- Native name: Αργύριος Βούζας
- Born: c. 1857 Kastoria, Monastir Vilayet, Ottoman Empire (now Greece)
- Allegiance: Kingdom of Greece; Aut. Rep. Northern Epirus;
- Branch: HMC; Hellenic Army;
- Conflicts: Macedonian Struggle Balkan Wars First Balkan War; Second Balkan War; North Epirote Struggle
- Education: University of Athens
- Other work: Doctor member of the New Filiki Etaireia

= Argyrios Vouzas =

Greek Revolutionary

Argyrios Vouzas (Αργύριος Βούζας) was a Greek revolutionary and doctor of the 19th and 20th centuries.

== Biography ==
Vouzas was born in about 1857 in Kastoria, then Ottoman Empire (now Greece).
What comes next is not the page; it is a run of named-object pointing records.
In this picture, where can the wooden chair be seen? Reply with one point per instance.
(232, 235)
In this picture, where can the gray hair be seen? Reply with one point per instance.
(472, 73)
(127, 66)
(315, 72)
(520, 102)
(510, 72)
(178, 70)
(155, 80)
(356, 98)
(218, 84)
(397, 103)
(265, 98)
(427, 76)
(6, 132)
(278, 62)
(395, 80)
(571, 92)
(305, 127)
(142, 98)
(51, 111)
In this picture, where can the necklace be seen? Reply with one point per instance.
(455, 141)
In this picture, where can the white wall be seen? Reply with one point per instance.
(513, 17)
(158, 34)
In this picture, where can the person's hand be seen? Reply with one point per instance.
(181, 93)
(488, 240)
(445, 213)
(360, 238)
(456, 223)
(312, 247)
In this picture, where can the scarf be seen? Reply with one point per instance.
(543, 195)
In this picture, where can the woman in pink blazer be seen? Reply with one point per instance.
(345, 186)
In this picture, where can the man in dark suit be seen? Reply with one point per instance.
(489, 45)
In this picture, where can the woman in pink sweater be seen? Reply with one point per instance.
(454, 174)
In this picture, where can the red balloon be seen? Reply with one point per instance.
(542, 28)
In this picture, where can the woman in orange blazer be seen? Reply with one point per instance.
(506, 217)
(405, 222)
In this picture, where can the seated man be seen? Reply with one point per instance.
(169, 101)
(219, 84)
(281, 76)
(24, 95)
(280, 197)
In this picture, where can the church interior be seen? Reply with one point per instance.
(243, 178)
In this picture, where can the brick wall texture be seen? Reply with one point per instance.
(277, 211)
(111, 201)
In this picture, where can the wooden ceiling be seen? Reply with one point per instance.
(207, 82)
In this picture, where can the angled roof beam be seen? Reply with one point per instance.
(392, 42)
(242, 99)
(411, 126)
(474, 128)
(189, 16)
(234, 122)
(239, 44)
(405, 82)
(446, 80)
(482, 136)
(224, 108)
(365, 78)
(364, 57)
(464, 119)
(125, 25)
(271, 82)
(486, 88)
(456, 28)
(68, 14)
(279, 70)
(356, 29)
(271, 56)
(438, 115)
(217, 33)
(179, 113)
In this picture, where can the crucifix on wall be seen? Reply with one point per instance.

He studied at a Greek school of Kastoria, at a Monastir high school and later graduated in medicine from the University of Athens. He became a doctor, acting in the areas of Kastoria and Florina. He soon became a member of the so-called "New Filiki Etaireia", established by Anastasios Pichion in 1867. His actions were discovered by the Ottoman authorities, which lead to his imprisonment in Monastir. When he was released, he assisted the Macedonian Committee as a military doctor. During the First Balkan War he was appointed as a director of a 150-bed military hospital. Shortly after, in 1914, he volunteered for the Autonomous Republic of Northern Epirus.